Bousval ne veut pas produire pour produire et cette assertion permet de comprendre pourquoi, à contre-courant de la majorité de nos vignobles belges, le domaine ne produit pas d’effervescents. C’est un choix délibéré.
Faire du vin en Belgique, un challenge
“Faire des bulles, c’est le choix de la facilité, confirme Michel Verhaeghe de Naeyer. L’impact du climat est moindre, les vendanges se font plus tôt et une correction du taux d’acidité est possible. Mais, à dire vrai, les bulles ne m’excitent pas. Soixante-cinq pour cent de nos vignobles en font. Si on ajoute tous les concurrents étrangers, cela en fait du monde sur la ligne de départ. Faire des bulles, si un jour je dois m’y résoudre, serait un constat d’échec. Je préfère diminuer ma production que produire quelque chose que je n’apprécie pas plus que cela. Faire du vin tranquille en Belgique, c’est un plus grand challenge. Faire de la qualité en biodynamie chez nous démontre un savoir-faire et rend fier.”
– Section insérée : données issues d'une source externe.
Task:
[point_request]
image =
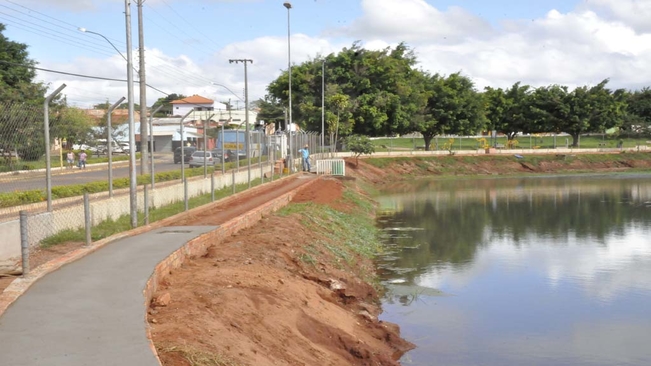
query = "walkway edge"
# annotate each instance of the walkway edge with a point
(198, 245)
Avec ses 8,2 hectares plantés à la bourguignonne (les rangs et les pieds sont fort espacés), Bousval est capable de produire entre 30.000 et 40.000 bouteilles les bonnes années. Un volume suffisant pour alimenter le marché intérieur, mais aussi pour exporter. Les vins du domaine sont ainsi disponibles au Royaume-Uni, au Luxembourg ou encore aux Pays-Bas. Une démarche essentielle, selon Michel Verhaeghe de Naeyer.
Sur la bonne voie
“Nous avons raté l’expo universelle d’Osaka, mais je suis content que le Chant d’Éole y soit servi. Un marché et une reconnaissance, cela se construit patiemment, d’autant que je reste dans ma niche qui est plus risquée. Être connu à l’étranger participe de cette démarche et est essentiel pour la notoriété de notre marque.
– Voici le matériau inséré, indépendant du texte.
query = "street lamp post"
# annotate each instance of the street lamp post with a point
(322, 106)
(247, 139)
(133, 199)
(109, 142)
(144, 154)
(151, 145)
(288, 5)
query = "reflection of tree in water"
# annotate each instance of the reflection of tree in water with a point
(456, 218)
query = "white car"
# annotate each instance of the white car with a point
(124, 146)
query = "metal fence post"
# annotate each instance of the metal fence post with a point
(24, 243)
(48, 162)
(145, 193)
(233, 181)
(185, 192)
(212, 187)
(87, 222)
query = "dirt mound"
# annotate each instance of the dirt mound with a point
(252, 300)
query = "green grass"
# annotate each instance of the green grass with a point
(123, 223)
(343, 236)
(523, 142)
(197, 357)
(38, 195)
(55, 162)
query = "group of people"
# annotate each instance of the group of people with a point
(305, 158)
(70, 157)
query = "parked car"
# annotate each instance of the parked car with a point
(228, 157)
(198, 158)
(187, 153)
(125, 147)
En France, cela demeure compliqué, mais j’étais l’autre jour dans une dégustation chez mon importateur britannique. Les clients venaient chez nous avec des pieds de plomb. Ils ne savaient pas que la Belgique produisait du vin et étaient plus que sceptiques. Les voir repartir enthousiastes prouve que nous sommes sur la bonne voie. Je sais que notre gamme de prix peut rebuter : 36 euros pour un Tout Cru, cela peut paraître beaucoup en comparaison d’autres produits étrangers plus réputés, mais c’est le juste prix de notre choix cultural et durable, ainsi que de nos investissements humains et financiers.”
En Sicile
Les projets agricoles de Michel Verhaeghe de Naeyer ne s’arrêtent pas au vin. Strudelimmo a racheté, il y a peu, de vieilles terres siciliennes abandonnées. Situées à Raguse, dans la vallée de l’Irminio, et dans la zone d’appellation AOP Monti Iblei, elles recèlent de très vieux oliviers de type Verdese et des caroubiers. Patiemment, l’équipe retravaille le domaine parcelle par parcelle, remet les oliviers en état et en plante d’autres. Un travail de fourmi effectué aussi en biodynamie. Les premières bouteilles de l’huile d’olive extra vierge déjà produite et appelée La Sorellina viennent d’arriver en Belgique.
“C’est un projet à très long terme, conclut Michel Verhaeghe de Naeyer. Il s’agit de redonner du sens à un environnement abandonné, mais qui avait été préservé et jamais exposé à des pesticides. C’est une petite pierre à la préservation mondiale de l’environnement, mais c’est comme cela qu’on y arrive. Nous visons la certification en biodynamie, mais avons déjà été labellisés bio l’an dernier. L’huile d’olive est uniquement destinée au marché belge. On la trouve déjà dans l’horeca et elle se vend, pour l’instant, uniquement sur notre boutique en ligne.”